The official platform for the Republican Party of Maine is now a mix of right-wing fringe policies, libertarian buzzwords and outright conspiracy theories.

The document calls for the elimination of the Department of Education and the Federal Reserve, demands an investigation of “collusion between government and industry in the global warming myth,” suggests the adoption of “Austrian Economics,” declares that “‘Freedom of Religion’ does not mean ‘freedom from religion’” (which I guess makes atheism illegal), insists that “healthcare is not a right,” calls for the abrogation of the “UN Treaty on Rights of the Child” and the “Law Of The Sea Treaty” and declares that we must resist “efforts to create a one world government.”

It also contains favorable mentions of both the Tea Party and Ron Paul.

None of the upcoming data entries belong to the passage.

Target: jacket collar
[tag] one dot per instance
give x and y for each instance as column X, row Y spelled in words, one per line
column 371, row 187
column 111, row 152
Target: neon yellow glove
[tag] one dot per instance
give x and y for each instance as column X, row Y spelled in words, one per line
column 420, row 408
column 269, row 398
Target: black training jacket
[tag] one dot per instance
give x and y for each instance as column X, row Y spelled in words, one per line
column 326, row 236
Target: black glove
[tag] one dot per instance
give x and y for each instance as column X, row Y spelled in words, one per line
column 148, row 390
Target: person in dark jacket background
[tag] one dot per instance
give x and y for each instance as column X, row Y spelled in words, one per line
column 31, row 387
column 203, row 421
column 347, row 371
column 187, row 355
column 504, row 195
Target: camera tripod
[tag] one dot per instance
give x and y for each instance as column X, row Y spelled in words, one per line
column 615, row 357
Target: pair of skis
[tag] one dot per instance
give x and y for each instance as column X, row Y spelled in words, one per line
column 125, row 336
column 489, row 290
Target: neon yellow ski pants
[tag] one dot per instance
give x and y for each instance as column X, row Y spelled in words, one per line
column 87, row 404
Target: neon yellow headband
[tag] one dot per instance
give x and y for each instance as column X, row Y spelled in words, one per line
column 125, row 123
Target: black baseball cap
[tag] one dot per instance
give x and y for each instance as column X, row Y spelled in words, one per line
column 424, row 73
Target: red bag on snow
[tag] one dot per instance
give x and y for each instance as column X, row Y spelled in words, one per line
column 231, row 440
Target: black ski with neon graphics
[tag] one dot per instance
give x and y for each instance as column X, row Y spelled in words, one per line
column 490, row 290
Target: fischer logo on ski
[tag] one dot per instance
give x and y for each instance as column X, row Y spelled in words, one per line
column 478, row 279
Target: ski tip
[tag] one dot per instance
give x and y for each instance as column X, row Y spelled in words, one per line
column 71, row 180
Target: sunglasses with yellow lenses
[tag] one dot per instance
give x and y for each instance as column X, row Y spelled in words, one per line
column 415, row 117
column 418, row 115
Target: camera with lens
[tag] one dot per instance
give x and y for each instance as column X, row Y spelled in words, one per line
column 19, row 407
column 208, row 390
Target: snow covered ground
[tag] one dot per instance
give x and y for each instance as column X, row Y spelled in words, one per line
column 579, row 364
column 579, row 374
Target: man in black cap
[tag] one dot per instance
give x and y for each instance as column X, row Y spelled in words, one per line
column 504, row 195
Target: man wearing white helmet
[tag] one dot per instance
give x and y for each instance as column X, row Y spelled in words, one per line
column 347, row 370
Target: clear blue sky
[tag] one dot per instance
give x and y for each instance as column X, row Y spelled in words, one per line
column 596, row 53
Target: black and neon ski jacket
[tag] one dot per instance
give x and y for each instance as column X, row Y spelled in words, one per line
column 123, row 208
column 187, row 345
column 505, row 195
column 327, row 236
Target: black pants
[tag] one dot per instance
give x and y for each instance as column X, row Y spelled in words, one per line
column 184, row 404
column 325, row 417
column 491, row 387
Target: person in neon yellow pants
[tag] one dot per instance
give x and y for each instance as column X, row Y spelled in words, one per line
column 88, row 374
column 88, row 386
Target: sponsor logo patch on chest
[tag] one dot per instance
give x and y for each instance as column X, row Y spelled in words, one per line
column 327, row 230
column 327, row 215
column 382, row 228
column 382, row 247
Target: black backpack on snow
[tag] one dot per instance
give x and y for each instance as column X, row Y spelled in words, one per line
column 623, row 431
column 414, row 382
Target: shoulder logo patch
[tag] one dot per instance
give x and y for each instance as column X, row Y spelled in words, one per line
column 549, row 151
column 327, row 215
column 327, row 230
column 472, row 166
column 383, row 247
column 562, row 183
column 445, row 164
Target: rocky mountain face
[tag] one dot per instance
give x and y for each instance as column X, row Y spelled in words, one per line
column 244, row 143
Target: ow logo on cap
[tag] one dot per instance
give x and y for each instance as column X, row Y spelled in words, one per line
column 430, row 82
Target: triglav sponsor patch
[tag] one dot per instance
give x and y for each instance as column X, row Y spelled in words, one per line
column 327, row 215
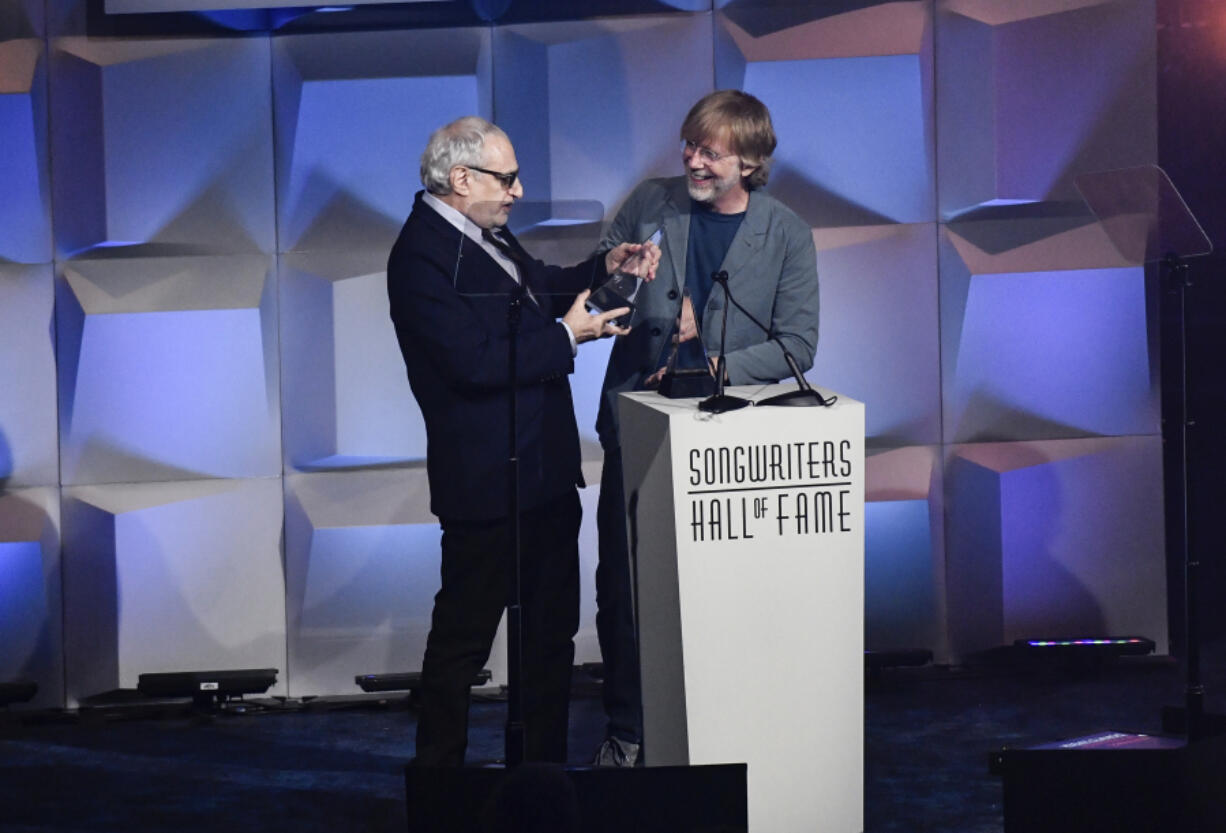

You can read the whole thing here.

Dan Billings, who has served as an attorney for the Maine GOP, called the new platform “wack job pablum” and “nutcase stuff.”

Among the other “nutcase stuff,” the platform prohibits any funding to ACORN or other groups they dislike (or have black members), declares marriage to be an institution between a man and a woman,  calls to discard political correctness and fight the war against radical Islam to win,  and advocates sealing the borders.

Their fear and hatred of minorities is seen, beyond repeating the usual right wing smears against organizations such as ACORN, by their views on immigration.  They call for “No amnesty, no benefits, no citizenship -ever- for anyone in the country illegally. Arrest and detain, for a specified period of time, anyone here illegally, and then deport, period.” It’s “deport, baby, deport” on immigration, and “drill, baby, drill” on energy.

The same ignorance of health care is seen in this document as we saw throughout the health care debate. Their ideas on expanding coverage cost control are the same ineffective ideas I’ve debunked in many previous posts. They attack a non-existent “government take-over of health care” as being unconstitutional, declaring health care is not a right but “a service.” Elsewhere in the document they demand that, “Congress participates in the same health care plan as the general public. No preferential plans or treatment.” They remain oblivious to the fact that one of the driving ideas behind health care reform was to give the rest of the country the same type of health care choices as Congress now has.

I even think someone pulled out a Ouija board to contact Ayn Rand to add this clause: “Espouse and follow the principle: It is immoral to steal the property rightfully earned by one person, and give it to another who has no claim or right to its benefits.” This ignores both the fact that “property rightfully earned by one person” can be earned only with the infrastructure created by government, which must tax to preserve it, along with the need for a safety net.

In this document full of outright lunacy I especially find it ironic that they quote Thomas Jefferson in one section while also distorting the meaning of the First Amendment elsewhere. After all, Jefferson is probably quoted the most to demonstrate that the Founding Fathers did in fact intend to create a secular government with a strict wall of separation of church and state. Apparently they will quote him when convenient but ignore his actual liberal beliefs. While they oppose the First Amendment, they do strongly support the Second.

If they continue like this the Republicans are on the road to extinction, despite the likelihood of picking up some seats seats this year. A party cannot continue with views which so racially oppose the values which this nation was founded upon. If this lunacy continues, sane Republicans will have no choice but to remove this element from its base or leave the party.